個人戦(全日本学生個人選手権)の後から、上園田(明真海・スポ2=大分・別府翔青)と乗り始めて、最初の頃はもともと乗っていた新井との感覚で乗ってしまってなかなか男子と違ってついてこられない場面も多かったんですけど、向こうも速くなっていったのと、私も分かり始めて、大会でそこまで大きなミスがなかったという点で改善できたかなと思います。

――最後に今後への意気込みをお願いします

全日本インカレ(全日本学生選手権)に向けて、今のところ定期戦以外では(470級は)勝てていなかったりするので、課題を明確に認識してチーム全体をレベルアップさせていくっていうところで、自分にできることを最大限やっていきたいと思います。

470級クルー上園田明真海(スポ2=大分・別府翔青)

――結果について振り返っていかがですか

美紗樹さん(田中美紗樹・スポ4=大阪・関大第一)の目標が三冠、全個(全日本学生個人選手権)もインカレもこれも取るっていうことだったので、すごく緊張してミスもいっぱいしたけど、最後は全部トップフィニッシュで終われたからよかったかなと思います。

――納得のいくレースはできましたか

結果1位だったからああよかったなという感じだったけど、途中抜かれそうなポイントとかいっぱいあったから、そこをゼロにしてインカレにつなげていきたいと思います。

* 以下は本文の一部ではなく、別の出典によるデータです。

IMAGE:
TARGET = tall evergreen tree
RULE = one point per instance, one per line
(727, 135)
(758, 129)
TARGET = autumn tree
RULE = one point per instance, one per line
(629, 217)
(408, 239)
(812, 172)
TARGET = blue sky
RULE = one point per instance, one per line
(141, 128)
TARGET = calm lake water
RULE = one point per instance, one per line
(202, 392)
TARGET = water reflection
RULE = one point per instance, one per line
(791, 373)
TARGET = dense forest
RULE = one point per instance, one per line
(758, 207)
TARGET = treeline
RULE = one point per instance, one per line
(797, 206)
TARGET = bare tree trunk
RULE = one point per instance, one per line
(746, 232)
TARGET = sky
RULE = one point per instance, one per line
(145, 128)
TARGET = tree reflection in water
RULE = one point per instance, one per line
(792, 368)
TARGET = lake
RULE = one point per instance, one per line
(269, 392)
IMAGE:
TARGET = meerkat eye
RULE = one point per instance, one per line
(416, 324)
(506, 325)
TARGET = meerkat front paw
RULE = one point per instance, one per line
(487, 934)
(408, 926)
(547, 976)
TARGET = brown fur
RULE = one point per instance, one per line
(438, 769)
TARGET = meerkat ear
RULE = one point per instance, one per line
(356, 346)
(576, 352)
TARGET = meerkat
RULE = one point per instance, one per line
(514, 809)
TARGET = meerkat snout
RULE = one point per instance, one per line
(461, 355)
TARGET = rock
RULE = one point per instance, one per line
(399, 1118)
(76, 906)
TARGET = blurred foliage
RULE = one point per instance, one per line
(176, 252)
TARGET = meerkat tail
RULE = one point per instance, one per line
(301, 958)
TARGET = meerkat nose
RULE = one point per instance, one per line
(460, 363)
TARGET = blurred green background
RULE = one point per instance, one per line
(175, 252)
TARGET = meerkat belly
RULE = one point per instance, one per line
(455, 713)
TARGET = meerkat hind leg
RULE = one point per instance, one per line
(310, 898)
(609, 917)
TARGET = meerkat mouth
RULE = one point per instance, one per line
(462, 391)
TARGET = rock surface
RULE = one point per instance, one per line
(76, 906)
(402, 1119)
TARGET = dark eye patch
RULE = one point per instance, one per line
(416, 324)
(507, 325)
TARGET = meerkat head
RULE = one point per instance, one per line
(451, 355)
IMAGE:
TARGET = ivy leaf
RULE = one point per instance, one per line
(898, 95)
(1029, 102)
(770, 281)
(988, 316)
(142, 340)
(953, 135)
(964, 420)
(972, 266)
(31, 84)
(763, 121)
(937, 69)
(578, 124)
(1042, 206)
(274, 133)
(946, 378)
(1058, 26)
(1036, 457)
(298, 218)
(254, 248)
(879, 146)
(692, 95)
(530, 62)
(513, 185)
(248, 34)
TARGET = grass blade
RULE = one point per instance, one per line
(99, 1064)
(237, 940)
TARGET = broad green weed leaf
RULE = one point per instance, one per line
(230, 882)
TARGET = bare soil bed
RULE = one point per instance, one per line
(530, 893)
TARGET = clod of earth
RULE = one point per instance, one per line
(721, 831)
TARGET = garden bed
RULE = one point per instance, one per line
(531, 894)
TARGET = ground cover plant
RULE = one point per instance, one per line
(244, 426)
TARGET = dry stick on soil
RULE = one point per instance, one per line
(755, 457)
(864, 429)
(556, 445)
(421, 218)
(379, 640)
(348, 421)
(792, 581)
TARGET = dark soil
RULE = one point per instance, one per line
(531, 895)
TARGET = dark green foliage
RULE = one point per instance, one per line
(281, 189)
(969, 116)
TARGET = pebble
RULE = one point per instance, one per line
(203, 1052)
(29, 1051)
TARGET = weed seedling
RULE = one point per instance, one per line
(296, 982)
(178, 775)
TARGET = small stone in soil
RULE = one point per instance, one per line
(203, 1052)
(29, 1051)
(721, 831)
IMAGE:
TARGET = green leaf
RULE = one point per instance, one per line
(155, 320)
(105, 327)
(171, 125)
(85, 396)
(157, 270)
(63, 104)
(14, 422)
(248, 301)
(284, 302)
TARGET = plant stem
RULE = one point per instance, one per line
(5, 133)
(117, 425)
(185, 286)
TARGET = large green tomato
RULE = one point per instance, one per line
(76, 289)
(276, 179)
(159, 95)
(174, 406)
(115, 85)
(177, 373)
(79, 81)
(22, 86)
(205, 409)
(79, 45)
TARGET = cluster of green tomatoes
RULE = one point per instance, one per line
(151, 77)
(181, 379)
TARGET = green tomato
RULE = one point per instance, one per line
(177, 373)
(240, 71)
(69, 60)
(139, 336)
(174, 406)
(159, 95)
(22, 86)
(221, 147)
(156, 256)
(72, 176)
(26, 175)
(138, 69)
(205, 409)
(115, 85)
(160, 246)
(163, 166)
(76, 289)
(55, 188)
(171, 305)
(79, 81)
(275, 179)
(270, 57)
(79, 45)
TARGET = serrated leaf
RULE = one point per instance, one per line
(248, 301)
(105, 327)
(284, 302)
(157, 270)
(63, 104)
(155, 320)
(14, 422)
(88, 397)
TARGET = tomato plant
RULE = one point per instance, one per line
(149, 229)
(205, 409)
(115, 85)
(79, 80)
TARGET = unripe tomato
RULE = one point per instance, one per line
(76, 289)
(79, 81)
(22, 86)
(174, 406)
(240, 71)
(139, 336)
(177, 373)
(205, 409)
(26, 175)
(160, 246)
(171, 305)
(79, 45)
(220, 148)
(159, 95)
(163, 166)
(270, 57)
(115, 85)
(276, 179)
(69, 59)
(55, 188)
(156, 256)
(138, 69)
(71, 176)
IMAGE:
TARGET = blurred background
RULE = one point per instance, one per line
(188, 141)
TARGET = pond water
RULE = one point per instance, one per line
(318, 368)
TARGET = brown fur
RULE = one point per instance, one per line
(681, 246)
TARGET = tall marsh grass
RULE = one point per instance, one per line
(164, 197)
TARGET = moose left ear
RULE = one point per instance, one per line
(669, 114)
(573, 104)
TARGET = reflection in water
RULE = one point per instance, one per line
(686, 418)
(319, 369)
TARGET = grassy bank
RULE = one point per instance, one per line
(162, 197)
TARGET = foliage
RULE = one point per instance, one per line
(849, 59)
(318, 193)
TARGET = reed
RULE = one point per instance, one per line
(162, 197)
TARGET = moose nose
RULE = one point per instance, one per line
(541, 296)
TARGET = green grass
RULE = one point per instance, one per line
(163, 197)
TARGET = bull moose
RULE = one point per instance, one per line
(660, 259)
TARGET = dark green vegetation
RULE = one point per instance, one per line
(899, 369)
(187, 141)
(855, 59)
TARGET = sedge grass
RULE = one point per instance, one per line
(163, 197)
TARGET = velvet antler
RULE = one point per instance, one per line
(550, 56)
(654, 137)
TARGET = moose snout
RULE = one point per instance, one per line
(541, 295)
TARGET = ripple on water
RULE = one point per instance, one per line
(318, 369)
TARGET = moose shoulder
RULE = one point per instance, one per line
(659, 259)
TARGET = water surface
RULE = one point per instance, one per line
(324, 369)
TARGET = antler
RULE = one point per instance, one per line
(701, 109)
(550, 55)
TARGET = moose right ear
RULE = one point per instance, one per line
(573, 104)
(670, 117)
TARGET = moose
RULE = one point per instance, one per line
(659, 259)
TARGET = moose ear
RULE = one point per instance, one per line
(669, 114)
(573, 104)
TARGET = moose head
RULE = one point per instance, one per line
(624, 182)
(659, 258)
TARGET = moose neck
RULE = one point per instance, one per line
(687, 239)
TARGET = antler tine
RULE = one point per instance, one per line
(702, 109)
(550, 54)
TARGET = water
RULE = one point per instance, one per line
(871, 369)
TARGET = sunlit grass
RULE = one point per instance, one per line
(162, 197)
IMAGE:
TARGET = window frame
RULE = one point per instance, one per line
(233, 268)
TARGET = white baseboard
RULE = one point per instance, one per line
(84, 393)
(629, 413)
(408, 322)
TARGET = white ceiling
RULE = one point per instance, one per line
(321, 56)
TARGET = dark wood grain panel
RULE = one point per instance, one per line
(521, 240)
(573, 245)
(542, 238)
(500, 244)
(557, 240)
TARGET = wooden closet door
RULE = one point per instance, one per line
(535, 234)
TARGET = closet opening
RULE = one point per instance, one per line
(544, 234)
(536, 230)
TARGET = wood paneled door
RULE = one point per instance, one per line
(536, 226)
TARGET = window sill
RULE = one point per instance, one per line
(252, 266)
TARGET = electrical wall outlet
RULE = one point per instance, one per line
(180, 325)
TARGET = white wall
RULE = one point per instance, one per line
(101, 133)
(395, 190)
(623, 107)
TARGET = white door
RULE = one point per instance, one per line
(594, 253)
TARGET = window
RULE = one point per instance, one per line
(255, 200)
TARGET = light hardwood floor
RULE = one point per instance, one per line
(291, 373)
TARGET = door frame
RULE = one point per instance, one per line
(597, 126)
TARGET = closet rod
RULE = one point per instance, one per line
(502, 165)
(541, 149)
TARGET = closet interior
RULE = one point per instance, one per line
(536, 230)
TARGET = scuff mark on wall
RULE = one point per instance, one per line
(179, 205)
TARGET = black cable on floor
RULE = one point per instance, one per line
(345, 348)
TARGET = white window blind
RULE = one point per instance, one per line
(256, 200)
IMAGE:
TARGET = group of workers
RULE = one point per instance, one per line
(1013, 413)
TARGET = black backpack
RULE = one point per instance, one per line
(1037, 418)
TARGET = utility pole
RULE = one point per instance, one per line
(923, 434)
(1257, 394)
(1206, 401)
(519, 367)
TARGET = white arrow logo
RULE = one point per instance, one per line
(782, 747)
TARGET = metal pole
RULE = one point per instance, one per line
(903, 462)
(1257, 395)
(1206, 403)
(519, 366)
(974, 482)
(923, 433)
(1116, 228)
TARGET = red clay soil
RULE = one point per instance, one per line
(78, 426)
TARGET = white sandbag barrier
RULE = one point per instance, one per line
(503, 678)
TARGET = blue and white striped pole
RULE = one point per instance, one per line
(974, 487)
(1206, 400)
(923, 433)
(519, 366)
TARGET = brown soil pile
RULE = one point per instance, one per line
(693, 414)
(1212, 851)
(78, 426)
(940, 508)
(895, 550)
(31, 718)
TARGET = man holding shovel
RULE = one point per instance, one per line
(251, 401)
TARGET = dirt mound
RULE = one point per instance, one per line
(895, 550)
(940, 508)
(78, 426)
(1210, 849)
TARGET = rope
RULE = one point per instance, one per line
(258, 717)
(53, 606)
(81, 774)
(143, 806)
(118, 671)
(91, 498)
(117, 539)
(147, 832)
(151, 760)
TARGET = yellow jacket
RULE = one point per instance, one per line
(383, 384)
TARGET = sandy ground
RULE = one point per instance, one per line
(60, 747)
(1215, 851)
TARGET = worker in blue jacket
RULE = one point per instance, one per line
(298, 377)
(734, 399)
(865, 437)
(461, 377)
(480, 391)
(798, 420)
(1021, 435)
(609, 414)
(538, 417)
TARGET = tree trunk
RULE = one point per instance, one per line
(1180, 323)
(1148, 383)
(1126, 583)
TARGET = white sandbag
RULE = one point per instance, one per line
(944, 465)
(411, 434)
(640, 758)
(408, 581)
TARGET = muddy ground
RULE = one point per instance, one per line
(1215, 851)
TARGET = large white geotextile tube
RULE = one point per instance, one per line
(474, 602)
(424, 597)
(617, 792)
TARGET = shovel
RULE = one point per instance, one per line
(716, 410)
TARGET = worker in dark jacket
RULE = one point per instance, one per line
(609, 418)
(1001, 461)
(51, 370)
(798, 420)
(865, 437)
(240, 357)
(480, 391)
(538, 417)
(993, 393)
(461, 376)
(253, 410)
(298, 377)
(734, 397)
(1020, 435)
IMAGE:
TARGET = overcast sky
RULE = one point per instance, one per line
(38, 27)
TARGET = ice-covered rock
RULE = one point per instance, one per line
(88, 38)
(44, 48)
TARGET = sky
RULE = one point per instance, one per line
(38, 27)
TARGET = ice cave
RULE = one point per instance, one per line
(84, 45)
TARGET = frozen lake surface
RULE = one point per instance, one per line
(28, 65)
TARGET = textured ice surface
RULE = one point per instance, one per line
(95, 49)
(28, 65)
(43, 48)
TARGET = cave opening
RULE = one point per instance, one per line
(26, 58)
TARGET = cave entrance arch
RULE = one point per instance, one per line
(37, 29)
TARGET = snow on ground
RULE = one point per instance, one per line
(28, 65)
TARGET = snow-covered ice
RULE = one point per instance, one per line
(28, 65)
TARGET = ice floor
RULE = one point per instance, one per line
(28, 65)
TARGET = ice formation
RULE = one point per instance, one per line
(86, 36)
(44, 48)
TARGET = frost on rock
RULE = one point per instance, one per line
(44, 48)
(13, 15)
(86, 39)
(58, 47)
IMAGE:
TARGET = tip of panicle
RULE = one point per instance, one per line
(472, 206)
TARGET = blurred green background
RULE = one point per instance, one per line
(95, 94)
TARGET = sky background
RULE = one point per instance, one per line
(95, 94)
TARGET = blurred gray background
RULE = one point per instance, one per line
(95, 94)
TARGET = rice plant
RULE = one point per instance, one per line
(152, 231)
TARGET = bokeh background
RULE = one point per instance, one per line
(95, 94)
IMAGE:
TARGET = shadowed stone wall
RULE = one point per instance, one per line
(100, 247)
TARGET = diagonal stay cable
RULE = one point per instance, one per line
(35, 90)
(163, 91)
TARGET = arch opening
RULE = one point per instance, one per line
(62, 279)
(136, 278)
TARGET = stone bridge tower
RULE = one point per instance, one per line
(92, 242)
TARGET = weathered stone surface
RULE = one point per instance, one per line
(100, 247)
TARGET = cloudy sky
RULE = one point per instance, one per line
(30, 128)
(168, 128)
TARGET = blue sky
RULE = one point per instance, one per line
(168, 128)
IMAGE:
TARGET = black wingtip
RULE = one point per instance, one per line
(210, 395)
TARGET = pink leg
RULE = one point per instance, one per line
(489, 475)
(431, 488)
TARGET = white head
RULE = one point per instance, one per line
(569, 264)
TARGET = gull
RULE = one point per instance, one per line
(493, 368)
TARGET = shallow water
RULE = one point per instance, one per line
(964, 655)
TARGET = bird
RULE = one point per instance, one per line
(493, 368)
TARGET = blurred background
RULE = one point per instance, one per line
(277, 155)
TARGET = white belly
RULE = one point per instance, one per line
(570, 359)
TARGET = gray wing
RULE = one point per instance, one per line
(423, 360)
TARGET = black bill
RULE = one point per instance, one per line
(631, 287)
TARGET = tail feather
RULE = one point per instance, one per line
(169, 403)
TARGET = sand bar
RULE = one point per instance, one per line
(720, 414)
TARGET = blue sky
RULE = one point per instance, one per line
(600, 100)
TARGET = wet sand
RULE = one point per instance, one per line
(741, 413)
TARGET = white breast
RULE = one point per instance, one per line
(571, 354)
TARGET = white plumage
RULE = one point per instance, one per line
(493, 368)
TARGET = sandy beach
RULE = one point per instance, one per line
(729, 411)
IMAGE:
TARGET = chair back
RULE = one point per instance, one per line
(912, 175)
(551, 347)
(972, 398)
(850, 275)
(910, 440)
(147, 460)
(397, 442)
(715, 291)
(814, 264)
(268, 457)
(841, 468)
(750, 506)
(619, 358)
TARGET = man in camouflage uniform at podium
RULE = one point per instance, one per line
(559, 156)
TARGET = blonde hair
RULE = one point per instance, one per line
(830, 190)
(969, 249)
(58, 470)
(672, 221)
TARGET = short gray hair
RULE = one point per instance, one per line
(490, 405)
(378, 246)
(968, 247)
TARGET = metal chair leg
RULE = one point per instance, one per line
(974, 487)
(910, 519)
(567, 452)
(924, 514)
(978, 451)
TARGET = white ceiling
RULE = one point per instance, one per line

――動作ミスとは具体的にはどのような場面でのミスですか

タックって言ってクローズで風に向かっていくときの動作が特に苦手です。あと美紗樹さんと乗るのも全個のあと2回乗っただけで慣れてなくて、コンビネーションの面でも不安があってずっと緊張していました。

――きのうは強風の中でのレースでしたがその点について振り返っていかがですか

美紗樹さんが強風得意なので、落ち着いてレースができました

――今後への意気込みをお願いします

自分もインカレを軽風クルーとして目指しているので、今回のレースでの失敗をしっかり振り返って生かせたらなと思います。

スナイプ級スキッパー松尾華(スポ1=広島修道大鈴峯女)

――結果をどのようにとらえていますか

もうちょっと美紗樹さんのために頑張りたかったなと思います。

――どのような目標を立てていましたか

総合優勝をしたいと思って頑張ってきました。

――第1レースは20番台でしたが振り返っていかがですか

スタートから全然走りが良くなくて、追い上げることができないまま終わってしまったので、次のレースからはスタートから攻めていこうというふうにしました。

――実際にスタートを改善することは出来ましたか

最初よりはできたと思います。

――初めてのペアで出場しましたが、コンビネーションはいかがでしたか

全然練習でも一緒に乗れていなくて、ほぼ初めての状態でレースに出たので、乗れていない分動作ミスとかも多かったです。

――今後への意気込みをお願いします

まずはヘルニアを治して、機会があれば来年はこの大会で優勝したいです。

スナイプ級クルー鶴岡由梨奈(社1=東京・立教女学院)

――結果を振り返っていかがですか

1レース目が特にスタートがうまくいかなかったです。あと初めてのペアだったこともあって、動作が合わない部分もあったのでこの結果につながったのかなと思います。

――公式戦初出場でしたが、緊張はありましたか

緊張もしましたし、出ることが決まったのが直前で、現地入りしてから初めて華(松尾華・スポ1=広島修道大鈴峯女)と乗ったので、正直不安もありました。

――3レース目が最高位でしたが、振り返っていかがですか

正直3レース目よりも2日目のノーレースになった時が一番手ごたえはありました。

――最後に今後への意気込みをお願いします

今回全然100%出し切れたかというと、動作でのミスもあって全然出し切れなかったので、クルーとしてしっかり動作ができるようになりたいという技術面と、陸でも海でもスキッパーの力になれるクルーになるために、練習をしっかり積んで一人前のクルーになりたいと思います。